From chapter III in Orthodoxy by G.K. Chesterton.

Do you mean a real war?

From Chapter 6 of Prince Caspian:

…There came in sight the noblest creatures that Caspian had yet seen, the great Centaur Glenstorm and his three sons. His flanks were glossy chestnut and the beard that covered his broad chest was goldenred. He was a prophet and a star-gazer and knew what they had come about.

“Long live the King,” he cried. “I and my sons are ready for war. When is the battle to be joined?”

Up till now neither Caspian nor the others had really been thinking of a war. They had some vague idea, perhaps, of an occasional raid on some Human farmstead or of attacking a party of hunters, if it ventured too far into these southern wilds. But, in the main, they had thought only of living to themselves in woods and caves and building up an attempt at Old Narnia in hiding.
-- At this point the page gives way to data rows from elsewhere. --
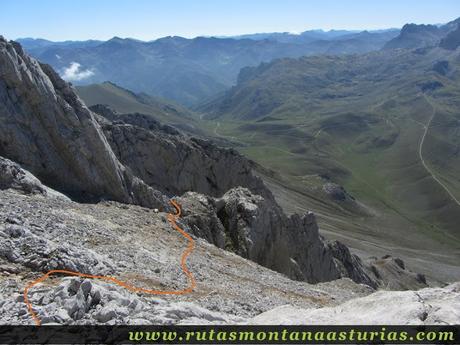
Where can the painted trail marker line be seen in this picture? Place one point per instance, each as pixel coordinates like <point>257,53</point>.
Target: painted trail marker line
<point>172,218</point>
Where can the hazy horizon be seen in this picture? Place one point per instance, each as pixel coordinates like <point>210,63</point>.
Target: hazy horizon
<point>149,20</point>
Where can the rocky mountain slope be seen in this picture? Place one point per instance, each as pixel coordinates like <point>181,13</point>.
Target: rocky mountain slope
<point>98,157</point>
<point>358,122</point>
<point>43,230</point>
<point>188,71</point>
<point>418,36</point>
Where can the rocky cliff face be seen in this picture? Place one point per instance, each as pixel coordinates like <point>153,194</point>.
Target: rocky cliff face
<point>132,159</point>
<point>45,127</point>
<point>174,163</point>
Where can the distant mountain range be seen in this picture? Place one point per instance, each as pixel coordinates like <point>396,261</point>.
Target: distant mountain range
<point>384,125</point>
<point>189,71</point>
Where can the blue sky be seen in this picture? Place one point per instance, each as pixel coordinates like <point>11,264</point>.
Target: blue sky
<point>150,19</point>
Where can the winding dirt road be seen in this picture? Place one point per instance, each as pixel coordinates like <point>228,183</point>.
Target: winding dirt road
<point>420,153</point>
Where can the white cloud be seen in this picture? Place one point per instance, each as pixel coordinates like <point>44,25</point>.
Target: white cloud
<point>74,73</point>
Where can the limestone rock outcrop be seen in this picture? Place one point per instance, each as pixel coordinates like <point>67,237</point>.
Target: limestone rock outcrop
<point>256,228</point>
<point>427,306</point>
<point>174,163</point>
<point>46,128</point>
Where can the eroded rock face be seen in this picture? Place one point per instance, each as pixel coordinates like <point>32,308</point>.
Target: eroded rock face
<point>428,306</point>
<point>46,128</point>
<point>257,229</point>
<point>174,163</point>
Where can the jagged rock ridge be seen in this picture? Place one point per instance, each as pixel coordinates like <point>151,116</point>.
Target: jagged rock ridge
<point>133,159</point>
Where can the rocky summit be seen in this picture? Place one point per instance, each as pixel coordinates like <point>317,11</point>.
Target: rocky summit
<point>88,190</point>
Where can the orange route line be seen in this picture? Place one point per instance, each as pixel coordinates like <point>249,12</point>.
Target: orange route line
<point>172,218</point>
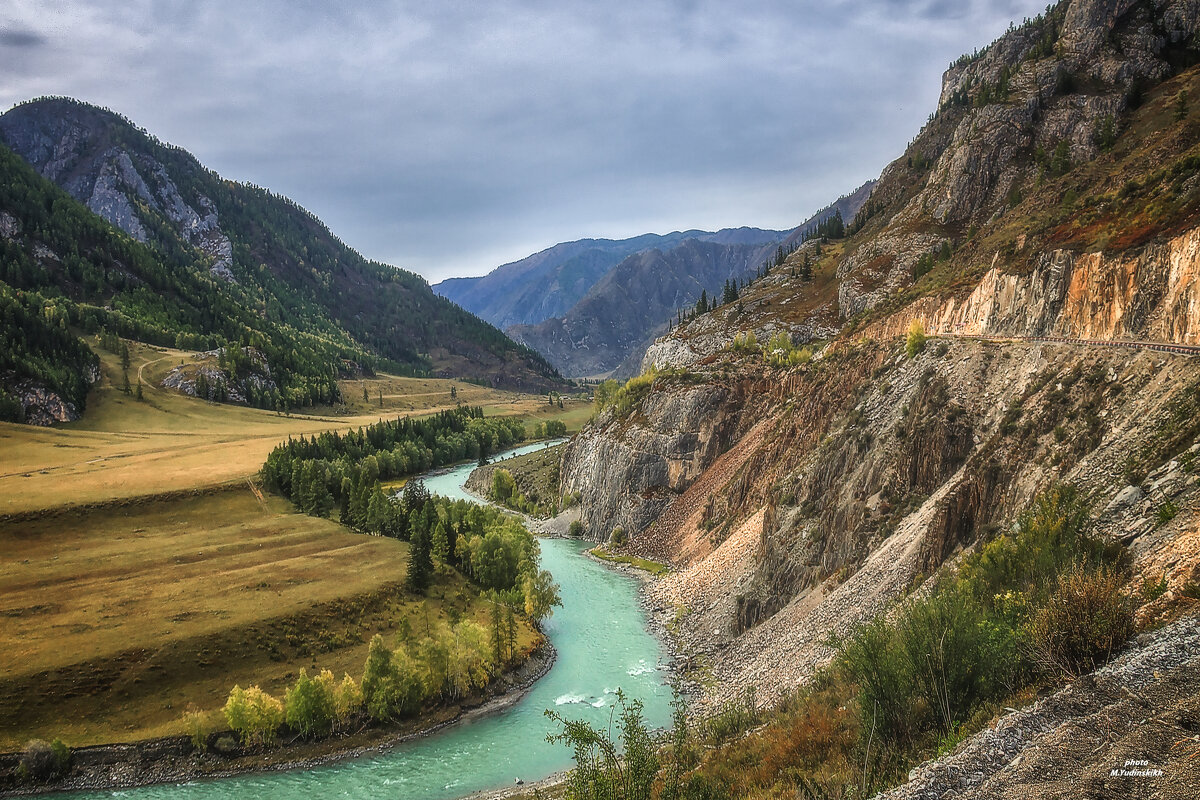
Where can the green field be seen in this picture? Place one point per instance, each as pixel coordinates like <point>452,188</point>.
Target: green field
<point>144,576</point>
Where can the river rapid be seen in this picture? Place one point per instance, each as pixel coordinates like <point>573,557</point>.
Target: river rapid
<point>603,645</point>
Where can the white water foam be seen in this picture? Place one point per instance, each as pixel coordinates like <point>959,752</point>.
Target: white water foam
<point>567,699</point>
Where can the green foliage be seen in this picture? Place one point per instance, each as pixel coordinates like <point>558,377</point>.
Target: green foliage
<point>915,343</point>
<point>1043,599</point>
<point>420,560</point>
<point>42,761</point>
<point>1105,134</point>
<point>540,595</point>
<point>391,689</point>
<point>1083,623</point>
<point>732,719</point>
<point>253,715</point>
<point>622,400</point>
<point>503,486</point>
<point>310,704</point>
<point>780,352</point>
<point>606,769</point>
<point>744,342</point>
<point>313,473</point>
<point>310,304</point>
<point>1165,512</point>
<point>196,723</point>
<point>37,344</point>
<point>347,701</point>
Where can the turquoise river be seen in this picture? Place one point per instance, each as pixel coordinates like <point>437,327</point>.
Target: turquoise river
<point>603,645</point>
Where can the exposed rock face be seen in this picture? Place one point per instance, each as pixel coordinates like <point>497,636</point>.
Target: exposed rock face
<point>109,182</point>
<point>1140,708</point>
<point>42,405</point>
<point>1151,294</point>
<point>628,470</point>
<point>215,383</point>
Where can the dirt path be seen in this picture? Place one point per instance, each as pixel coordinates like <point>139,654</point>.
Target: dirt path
<point>676,535</point>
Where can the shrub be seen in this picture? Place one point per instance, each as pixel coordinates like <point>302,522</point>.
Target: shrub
<point>198,728</point>
<point>253,715</point>
<point>1083,623</point>
<point>916,341</point>
<point>391,687</point>
<point>1165,512</point>
<point>42,761</point>
<point>1051,535</point>
<point>610,769</point>
<point>347,701</point>
<point>503,485</point>
<point>309,705</point>
<point>733,719</point>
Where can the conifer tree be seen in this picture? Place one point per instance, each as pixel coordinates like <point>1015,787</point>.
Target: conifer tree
<point>420,565</point>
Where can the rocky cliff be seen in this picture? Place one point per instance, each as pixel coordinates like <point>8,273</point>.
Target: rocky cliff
<point>1055,192</point>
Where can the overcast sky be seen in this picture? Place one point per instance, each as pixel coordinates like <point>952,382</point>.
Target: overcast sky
<point>450,137</point>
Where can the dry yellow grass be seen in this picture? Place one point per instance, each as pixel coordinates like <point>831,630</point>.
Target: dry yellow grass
<point>120,615</point>
<point>168,443</point>
<point>119,619</point>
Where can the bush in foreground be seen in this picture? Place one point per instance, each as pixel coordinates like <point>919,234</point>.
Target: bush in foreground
<point>253,715</point>
<point>1084,623</point>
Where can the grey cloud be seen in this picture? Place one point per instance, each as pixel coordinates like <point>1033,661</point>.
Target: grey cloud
<point>21,37</point>
<point>451,137</point>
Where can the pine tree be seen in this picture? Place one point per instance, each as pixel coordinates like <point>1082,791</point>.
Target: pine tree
<point>420,565</point>
<point>497,630</point>
<point>442,542</point>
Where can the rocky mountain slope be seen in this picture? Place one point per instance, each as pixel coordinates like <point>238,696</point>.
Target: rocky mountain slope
<point>610,328</point>
<point>547,283</point>
<point>245,263</point>
<point>634,301</point>
<point>802,487</point>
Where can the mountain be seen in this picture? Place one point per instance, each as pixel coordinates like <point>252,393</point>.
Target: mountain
<point>547,283</point>
<point>203,262</point>
<point>633,300</point>
<point>831,473</point>
<point>610,328</point>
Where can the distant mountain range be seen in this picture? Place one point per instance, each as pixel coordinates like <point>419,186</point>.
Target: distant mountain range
<point>546,284</point>
<point>203,262</point>
<point>593,306</point>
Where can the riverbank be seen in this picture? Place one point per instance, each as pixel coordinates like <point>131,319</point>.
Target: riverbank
<point>174,759</point>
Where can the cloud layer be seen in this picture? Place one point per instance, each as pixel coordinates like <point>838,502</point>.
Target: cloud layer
<point>451,137</point>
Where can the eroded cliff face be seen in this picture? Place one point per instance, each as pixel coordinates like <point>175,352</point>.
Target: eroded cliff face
<point>1150,294</point>
<point>131,193</point>
<point>816,498</point>
<point>628,469</point>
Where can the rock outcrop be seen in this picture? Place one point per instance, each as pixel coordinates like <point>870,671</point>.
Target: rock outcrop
<point>1053,194</point>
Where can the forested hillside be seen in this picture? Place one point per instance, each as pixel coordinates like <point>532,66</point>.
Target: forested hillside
<point>180,257</point>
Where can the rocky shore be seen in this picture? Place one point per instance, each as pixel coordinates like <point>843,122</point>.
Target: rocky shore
<point>173,759</point>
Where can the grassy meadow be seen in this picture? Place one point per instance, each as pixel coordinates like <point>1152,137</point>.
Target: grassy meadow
<point>168,441</point>
<point>119,619</point>
<point>144,576</point>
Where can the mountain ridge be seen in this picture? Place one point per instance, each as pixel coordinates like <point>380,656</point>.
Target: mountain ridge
<point>259,251</point>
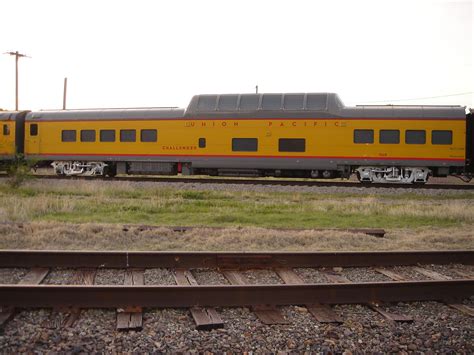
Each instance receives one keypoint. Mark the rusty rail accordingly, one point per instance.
(257, 181)
(236, 260)
(230, 296)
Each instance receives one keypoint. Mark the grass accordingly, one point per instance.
(91, 236)
(125, 202)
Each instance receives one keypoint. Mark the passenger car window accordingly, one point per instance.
(148, 135)
(291, 145)
(107, 135)
(68, 136)
(415, 137)
(207, 103)
(88, 135)
(244, 144)
(293, 102)
(249, 102)
(271, 102)
(442, 137)
(316, 101)
(128, 135)
(363, 136)
(228, 102)
(33, 129)
(389, 136)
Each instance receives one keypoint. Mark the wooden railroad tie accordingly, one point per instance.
(206, 318)
(131, 317)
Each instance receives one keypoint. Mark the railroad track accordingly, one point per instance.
(264, 299)
(256, 181)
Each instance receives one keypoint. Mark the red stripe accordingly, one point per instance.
(252, 156)
(255, 119)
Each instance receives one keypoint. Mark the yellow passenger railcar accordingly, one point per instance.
(307, 135)
(11, 136)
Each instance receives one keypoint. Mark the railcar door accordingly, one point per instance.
(33, 137)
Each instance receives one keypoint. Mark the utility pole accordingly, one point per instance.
(17, 55)
(64, 93)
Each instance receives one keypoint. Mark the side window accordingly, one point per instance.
(442, 137)
(249, 102)
(68, 136)
(202, 142)
(291, 145)
(228, 102)
(128, 135)
(389, 136)
(33, 129)
(293, 102)
(271, 102)
(107, 135)
(244, 144)
(363, 136)
(88, 135)
(148, 135)
(415, 137)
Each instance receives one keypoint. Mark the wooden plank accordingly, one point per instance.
(322, 313)
(289, 276)
(131, 317)
(464, 274)
(431, 274)
(390, 274)
(34, 276)
(268, 314)
(389, 315)
(205, 318)
(336, 278)
(67, 317)
(463, 308)
(437, 276)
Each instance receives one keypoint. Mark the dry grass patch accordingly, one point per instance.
(64, 236)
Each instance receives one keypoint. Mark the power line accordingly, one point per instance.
(17, 56)
(422, 98)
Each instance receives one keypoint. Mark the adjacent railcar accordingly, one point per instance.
(11, 136)
(300, 135)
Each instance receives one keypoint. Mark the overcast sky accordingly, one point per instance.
(160, 53)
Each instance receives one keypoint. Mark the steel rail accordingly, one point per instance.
(257, 181)
(231, 296)
(235, 260)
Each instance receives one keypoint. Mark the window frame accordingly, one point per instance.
(291, 149)
(155, 137)
(442, 131)
(415, 130)
(389, 130)
(202, 142)
(363, 130)
(68, 140)
(242, 140)
(83, 135)
(34, 129)
(122, 135)
(107, 131)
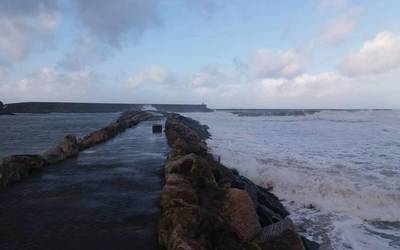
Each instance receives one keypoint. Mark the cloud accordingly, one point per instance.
(152, 75)
(342, 26)
(25, 25)
(333, 4)
(316, 85)
(85, 52)
(267, 64)
(338, 30)
(49, 84)
(111, 20)
(378, 55)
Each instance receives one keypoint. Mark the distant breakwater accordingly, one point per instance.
(205, 205)
(67, 107)
(16, 167)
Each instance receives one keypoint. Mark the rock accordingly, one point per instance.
(14, 168)
(270, 201)
(239, 211)
(206, 205)
(177, 225)
(68, 147)
(309, 245)
(281, 235)
(177, 192)
(193, 166)
(104, 134)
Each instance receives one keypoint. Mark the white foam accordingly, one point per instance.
(149, 108)
(346, 164)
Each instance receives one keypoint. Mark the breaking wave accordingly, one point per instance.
(338, 171)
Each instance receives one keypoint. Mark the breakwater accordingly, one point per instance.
(105, 198)
(66, 107)
(205, 205)
(16, 167)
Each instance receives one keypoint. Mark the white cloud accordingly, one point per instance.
(86, 52)
(152, 75)
(25, 26)
(336, 4)
(267, 64)
(378, 55)
(49, 84)
(343, 25)
(338, 30)
(110, 20)
(304, 85)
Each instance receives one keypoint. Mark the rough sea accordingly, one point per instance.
(338, 172)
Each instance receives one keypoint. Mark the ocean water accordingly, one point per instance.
(35, 133)
(337, 171)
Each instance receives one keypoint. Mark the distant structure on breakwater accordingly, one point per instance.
(70, 107)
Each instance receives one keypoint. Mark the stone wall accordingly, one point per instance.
(16, 167)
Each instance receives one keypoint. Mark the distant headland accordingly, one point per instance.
(72, 107)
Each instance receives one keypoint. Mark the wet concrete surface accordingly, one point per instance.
(107, 198)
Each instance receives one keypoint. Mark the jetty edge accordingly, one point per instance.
(205, 205)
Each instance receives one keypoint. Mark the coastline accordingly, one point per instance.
(205, 205)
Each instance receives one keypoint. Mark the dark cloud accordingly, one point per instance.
(111, 20)
(25, 25)
(26, 7)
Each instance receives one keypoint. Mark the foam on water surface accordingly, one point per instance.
(338, 171)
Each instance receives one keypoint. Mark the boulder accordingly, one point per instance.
(239, 211)
(281, 235)
(177, 226)
(68, 147)
(14, 168)
(177, 192)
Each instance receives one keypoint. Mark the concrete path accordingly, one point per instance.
(107, 198)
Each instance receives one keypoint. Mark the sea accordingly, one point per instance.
(36, 133)
(337, 171)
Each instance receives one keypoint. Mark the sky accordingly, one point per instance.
(225, 53)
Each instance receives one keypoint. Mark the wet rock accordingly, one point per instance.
(68, 147)
(270, 201)
(208, 206)
(177, 192)
(281, 235)
(310, 245)
(239, 211)
(177, 227)
(124, 122)
(16, 167)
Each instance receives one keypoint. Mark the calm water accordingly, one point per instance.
(338, 171)
(106, 198)
(35, 133)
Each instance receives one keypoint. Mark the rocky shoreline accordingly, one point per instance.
(16, 167)
(205, 205)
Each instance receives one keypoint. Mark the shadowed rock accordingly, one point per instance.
(16, 167)
(68, 147)
(205, 205)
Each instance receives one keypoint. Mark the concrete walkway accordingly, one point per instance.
(107, 198)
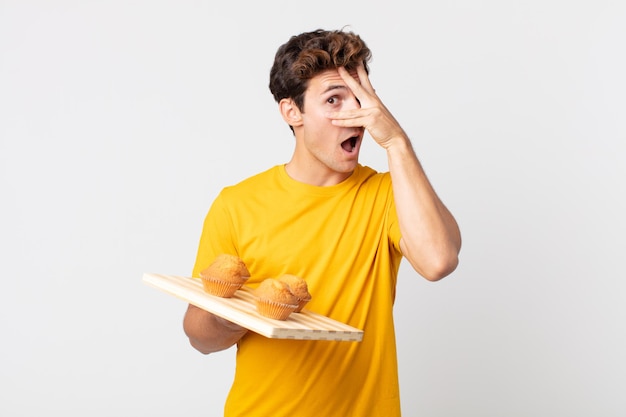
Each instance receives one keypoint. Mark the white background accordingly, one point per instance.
(120, 121)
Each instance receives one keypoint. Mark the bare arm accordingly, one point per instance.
(209, 333)
(431, 239)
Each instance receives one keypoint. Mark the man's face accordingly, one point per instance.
(331, 150)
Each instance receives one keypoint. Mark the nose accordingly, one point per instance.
(353, 103)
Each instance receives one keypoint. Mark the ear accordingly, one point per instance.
(290, 112)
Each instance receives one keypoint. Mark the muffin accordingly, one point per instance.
(299, 288)
(225, 275)
(274, 299)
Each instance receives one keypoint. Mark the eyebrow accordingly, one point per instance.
(334, 87)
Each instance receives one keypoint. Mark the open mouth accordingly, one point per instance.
(348, 145)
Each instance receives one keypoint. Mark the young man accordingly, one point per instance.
(340, 225)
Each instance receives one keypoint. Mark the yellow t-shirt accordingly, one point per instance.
(344, 240)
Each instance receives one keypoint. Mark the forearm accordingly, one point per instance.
(431, 239)
(209, 333)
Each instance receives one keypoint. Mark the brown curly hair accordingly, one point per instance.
(309, 53)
As soon as Glenstorm had spoken everyone felt much more serious.

“Do you mean a real war to drive Miraz out of Narnia?” asked Caspian.

“What else?” said the Centaur. “Why else does your Majesty go clad in mail and girt with sword?”

I’m inclined to put this under priests because “the beard that covered his broad chest was goldenred” and under prophets because “he was … a star-gazer.” But the main point that Glenstorm makes, after all, is that his Majesty goes “clad in mail and girt with sword.” And so do we.